Marcin Gortat znów był najlepszym zawodnikiem Phoenix Suns, zdobywając 16 punktów i 12 zbiórek, lecz Słońca nie sprostały Los Angeles Lakers i fenomenalnemu Kobe Bryantowi. Jeziorowcy triumfowali 99:83 a Czarna Mamba zdobył 48 punktów!

Phoenix nie zagrało złego meczu, ale tego dnia nie było mocnych na Kobe Bryanta. Lider LA Lakers grał kapitalnie i zanotował najlepszy wynik punktowy w tym sezonie spośród wszystkich zawodników. Na 48 punktów złożyła się skuteczność 18/31 z gry oraz 12/13 z linii rzutów wolnych. Czarna Mamba miał również pięć zbiórek, trzy asysty i trzy przechwyty.

- Całkiem niezły wynik jak na starszego gościa - przyznał z uśmiechem 33-latek, 6. strzelec w historii NBA. Na jego koncie są już 28192 punkty, 404 mniej od 5. w tej klasyfikacji Shaquille'a O'Neala.

Jeszcze w połowie czwartej kwarty po dwóch trójkach Słońc (Brown, Frye) gospodarze prowadzili tylko 83:82. Zakończyli jednak spotkanie serią 16:1, a ostatnie 10 punktów w meczu zdobył nie kto inny jak zawodnik z numerem 24.

Mimo porażki znów świetnie spisał się Marcin Gortat. Polak z 16 oczkami i 12 zbiórkami był najlepszym graczem swojej drużyny. Nasz rodak spędził na parkiecie niemal 35,5 minuty (najwięcej w zespole) i wykorzystał siedem z 13 prób z gry.

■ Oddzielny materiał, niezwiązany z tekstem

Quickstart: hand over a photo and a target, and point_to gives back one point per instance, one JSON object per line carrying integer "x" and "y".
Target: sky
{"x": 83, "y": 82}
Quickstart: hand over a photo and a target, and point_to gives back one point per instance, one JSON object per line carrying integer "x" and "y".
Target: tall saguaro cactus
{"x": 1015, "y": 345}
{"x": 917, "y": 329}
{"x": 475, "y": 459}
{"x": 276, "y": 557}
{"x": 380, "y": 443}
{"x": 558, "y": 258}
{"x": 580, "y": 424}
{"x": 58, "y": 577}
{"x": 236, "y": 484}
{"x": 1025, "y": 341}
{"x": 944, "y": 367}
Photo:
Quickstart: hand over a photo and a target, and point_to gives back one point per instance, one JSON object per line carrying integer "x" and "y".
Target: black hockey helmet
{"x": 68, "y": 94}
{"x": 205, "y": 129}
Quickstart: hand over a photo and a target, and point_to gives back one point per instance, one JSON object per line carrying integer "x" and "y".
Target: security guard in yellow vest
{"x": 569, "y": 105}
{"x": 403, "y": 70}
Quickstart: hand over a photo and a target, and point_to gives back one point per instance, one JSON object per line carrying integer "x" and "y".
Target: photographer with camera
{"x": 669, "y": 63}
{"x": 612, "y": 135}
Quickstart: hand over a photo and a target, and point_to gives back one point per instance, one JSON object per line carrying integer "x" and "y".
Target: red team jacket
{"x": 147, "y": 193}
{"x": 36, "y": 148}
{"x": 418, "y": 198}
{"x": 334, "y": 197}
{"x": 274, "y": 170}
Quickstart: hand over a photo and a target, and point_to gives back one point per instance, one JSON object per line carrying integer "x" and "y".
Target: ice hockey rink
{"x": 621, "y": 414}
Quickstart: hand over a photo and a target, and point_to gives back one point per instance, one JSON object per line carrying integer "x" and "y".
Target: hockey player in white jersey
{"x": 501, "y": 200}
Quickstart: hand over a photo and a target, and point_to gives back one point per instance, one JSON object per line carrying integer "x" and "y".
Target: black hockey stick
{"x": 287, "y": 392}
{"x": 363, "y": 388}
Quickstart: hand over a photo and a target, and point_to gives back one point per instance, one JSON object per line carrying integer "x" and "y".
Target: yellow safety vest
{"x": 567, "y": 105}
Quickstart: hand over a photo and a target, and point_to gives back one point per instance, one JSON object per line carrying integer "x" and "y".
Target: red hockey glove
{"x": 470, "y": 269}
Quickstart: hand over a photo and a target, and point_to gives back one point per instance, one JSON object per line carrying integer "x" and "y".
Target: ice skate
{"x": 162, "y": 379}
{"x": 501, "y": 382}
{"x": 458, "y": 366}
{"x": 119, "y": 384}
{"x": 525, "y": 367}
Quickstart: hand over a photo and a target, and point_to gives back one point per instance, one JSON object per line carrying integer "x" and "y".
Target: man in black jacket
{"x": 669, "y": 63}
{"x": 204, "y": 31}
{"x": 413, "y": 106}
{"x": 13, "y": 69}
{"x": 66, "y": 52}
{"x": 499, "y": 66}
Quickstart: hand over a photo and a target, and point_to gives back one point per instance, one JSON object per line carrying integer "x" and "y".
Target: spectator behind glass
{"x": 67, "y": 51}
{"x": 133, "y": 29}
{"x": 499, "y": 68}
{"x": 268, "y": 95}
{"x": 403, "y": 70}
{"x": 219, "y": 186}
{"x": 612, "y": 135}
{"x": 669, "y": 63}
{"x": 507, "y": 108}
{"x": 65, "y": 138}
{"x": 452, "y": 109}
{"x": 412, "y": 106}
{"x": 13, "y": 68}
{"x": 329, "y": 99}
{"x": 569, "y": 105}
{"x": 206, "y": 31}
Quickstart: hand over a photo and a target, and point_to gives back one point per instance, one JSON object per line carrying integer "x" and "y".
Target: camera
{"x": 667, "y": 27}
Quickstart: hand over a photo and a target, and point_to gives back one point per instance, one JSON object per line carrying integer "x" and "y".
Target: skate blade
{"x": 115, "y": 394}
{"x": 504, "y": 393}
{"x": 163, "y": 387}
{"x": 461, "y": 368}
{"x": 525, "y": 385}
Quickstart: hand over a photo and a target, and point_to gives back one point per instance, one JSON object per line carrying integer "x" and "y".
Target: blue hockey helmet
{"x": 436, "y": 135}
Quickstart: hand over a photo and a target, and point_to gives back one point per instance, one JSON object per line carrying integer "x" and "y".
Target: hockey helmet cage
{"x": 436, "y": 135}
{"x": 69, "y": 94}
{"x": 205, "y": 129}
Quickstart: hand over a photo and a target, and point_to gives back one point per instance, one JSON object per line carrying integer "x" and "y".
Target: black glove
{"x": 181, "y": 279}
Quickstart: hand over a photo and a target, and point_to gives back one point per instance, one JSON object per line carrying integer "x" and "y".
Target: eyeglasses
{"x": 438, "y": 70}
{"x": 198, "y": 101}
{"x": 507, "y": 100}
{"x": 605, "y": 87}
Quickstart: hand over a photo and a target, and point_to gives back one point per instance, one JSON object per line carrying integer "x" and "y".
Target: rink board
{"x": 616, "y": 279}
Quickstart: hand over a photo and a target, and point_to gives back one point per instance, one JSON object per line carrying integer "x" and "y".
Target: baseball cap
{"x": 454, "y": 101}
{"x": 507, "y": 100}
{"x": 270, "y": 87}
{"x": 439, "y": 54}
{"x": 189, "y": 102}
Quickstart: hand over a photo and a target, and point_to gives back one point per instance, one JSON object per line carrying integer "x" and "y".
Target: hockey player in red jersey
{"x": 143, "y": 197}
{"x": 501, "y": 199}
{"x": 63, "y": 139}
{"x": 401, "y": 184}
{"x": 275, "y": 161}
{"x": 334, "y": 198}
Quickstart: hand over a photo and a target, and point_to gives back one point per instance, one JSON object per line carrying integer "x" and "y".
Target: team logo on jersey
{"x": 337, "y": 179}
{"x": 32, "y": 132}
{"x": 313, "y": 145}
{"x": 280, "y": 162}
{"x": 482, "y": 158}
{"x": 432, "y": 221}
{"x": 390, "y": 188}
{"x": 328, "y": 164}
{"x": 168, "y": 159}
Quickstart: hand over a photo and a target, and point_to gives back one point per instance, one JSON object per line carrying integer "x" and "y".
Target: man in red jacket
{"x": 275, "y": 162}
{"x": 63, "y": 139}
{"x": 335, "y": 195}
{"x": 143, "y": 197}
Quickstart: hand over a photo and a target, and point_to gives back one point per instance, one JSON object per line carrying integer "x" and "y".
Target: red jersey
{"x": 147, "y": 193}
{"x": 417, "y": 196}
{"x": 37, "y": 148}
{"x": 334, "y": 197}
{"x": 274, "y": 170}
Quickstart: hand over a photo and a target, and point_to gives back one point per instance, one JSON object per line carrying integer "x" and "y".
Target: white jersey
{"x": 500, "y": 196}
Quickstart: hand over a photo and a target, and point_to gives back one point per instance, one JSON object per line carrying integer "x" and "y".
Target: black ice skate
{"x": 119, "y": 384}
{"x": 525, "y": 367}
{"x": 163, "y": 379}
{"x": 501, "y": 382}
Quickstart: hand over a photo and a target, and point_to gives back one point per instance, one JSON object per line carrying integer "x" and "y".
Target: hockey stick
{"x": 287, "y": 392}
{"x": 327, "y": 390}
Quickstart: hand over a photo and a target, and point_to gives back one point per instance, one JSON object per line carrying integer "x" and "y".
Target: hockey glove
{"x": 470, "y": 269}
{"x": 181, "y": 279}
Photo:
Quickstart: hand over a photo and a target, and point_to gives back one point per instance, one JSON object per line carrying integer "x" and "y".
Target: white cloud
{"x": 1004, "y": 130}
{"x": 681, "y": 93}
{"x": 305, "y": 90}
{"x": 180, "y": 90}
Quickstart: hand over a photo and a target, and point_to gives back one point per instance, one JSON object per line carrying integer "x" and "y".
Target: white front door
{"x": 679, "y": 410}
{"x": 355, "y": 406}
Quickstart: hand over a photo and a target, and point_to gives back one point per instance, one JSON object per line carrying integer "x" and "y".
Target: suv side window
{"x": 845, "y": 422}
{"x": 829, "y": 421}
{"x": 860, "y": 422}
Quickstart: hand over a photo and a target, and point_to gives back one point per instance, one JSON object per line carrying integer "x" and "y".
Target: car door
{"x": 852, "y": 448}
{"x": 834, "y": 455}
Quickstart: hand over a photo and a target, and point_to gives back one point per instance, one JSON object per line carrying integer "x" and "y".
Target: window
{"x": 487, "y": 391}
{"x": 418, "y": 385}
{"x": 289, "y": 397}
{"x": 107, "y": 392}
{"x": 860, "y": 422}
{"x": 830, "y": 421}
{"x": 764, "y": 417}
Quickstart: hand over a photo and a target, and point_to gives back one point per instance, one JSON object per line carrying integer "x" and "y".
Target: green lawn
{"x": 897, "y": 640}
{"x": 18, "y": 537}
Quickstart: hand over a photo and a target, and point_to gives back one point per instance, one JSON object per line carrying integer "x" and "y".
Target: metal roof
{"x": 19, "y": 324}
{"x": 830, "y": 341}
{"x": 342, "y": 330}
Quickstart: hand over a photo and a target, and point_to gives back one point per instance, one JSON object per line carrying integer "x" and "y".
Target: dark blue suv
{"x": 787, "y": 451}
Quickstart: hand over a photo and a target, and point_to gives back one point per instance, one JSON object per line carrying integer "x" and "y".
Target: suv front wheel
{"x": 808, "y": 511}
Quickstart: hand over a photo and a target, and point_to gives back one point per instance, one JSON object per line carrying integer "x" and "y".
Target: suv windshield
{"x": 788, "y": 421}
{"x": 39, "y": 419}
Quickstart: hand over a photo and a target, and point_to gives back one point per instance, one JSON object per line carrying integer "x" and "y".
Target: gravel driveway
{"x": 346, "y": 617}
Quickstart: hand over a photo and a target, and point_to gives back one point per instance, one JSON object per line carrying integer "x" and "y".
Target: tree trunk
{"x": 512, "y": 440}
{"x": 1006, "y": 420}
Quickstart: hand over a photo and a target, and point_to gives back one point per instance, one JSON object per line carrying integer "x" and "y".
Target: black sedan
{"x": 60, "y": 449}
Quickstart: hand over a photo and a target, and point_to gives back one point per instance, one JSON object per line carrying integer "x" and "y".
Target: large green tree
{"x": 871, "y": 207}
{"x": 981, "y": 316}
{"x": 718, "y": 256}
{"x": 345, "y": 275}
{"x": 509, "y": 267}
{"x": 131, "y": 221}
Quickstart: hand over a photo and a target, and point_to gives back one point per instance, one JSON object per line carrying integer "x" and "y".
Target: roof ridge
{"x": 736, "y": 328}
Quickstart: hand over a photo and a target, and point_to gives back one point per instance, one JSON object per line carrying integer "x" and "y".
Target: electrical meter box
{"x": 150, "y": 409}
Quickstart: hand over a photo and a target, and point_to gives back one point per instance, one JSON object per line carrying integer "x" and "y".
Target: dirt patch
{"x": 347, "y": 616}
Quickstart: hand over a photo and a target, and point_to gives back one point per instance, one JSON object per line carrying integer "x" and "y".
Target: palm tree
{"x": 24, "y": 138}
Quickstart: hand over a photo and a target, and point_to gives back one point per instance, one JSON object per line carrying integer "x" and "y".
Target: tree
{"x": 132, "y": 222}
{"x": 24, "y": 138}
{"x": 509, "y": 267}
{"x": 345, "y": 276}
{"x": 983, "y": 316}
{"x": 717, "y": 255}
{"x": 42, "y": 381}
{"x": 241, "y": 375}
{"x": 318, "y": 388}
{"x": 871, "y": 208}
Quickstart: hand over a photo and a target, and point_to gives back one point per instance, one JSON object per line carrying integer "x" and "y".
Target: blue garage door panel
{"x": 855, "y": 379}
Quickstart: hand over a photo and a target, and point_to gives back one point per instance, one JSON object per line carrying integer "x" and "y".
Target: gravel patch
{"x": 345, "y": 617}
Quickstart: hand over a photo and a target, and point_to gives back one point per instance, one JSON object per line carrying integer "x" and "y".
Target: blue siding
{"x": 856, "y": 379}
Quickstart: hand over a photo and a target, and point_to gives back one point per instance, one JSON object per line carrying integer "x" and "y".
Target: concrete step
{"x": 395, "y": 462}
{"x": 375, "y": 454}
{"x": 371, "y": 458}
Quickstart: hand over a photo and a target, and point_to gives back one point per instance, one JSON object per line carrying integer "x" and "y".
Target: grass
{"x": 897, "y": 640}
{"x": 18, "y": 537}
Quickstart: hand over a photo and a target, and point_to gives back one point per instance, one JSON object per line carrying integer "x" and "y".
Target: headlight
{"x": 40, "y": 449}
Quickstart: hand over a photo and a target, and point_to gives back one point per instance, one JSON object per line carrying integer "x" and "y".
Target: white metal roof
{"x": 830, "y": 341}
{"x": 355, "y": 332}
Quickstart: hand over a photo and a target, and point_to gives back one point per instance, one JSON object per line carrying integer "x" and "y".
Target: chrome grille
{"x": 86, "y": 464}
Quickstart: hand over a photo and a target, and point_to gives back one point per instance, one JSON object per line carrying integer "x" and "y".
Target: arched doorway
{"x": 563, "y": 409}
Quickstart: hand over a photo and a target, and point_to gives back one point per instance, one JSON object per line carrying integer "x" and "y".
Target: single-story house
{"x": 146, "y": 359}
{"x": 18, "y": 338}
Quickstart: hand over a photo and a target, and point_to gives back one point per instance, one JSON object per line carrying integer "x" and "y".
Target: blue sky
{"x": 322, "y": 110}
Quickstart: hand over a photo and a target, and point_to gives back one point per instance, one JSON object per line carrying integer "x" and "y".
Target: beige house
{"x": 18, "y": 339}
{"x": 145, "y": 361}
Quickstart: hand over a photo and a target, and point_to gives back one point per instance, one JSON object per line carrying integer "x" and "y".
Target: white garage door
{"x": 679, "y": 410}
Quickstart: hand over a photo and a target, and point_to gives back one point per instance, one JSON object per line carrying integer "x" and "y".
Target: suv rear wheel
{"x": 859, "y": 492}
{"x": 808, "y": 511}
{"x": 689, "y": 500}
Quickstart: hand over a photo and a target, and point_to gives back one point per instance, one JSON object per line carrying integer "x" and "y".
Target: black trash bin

Lakers wygrali po raz siódmy z rzędu we własnej hali. Suns z bilansem 4-5 zajmują 9. lokatę na Zachodzie.

***

Tak dobrego początku sezonu w Filadelfii nie było od czasów Allena Iversona. Szóstki wygrały po raz szósty z rzędu i notują najlepszy start rozgrywek od 11 lat! W sezonie 2000/2001 76ers rozpoczęli od 10-0 i zagrali w wielkim finale NBA, a Iverson był największą gwiazdą ligi.

We wtorek błyszczał Elton Brand, który zanotował 21 punktów i 10 zbiórek. Miał również solidne wsparcie od pozostałych kolegów (Holiday, Turner, Williams) - aż sześciu graczy Philly zanotowało dwucyfrowy wynik punktowy. Mecz przeciwko Sacramento Kings (112:85) już w trzeciej kwarcie był rozstrzygnięty, po tym jak zanotowali serię 11:0.

- Nasz zespół jest młody i dobrze się czuje pod względem fizycznym - nie ukrywa Doug Collins, trener 76ers. - Mają świetną ławkę rezerwowych - dodał Tyreke Evans z Sacramento.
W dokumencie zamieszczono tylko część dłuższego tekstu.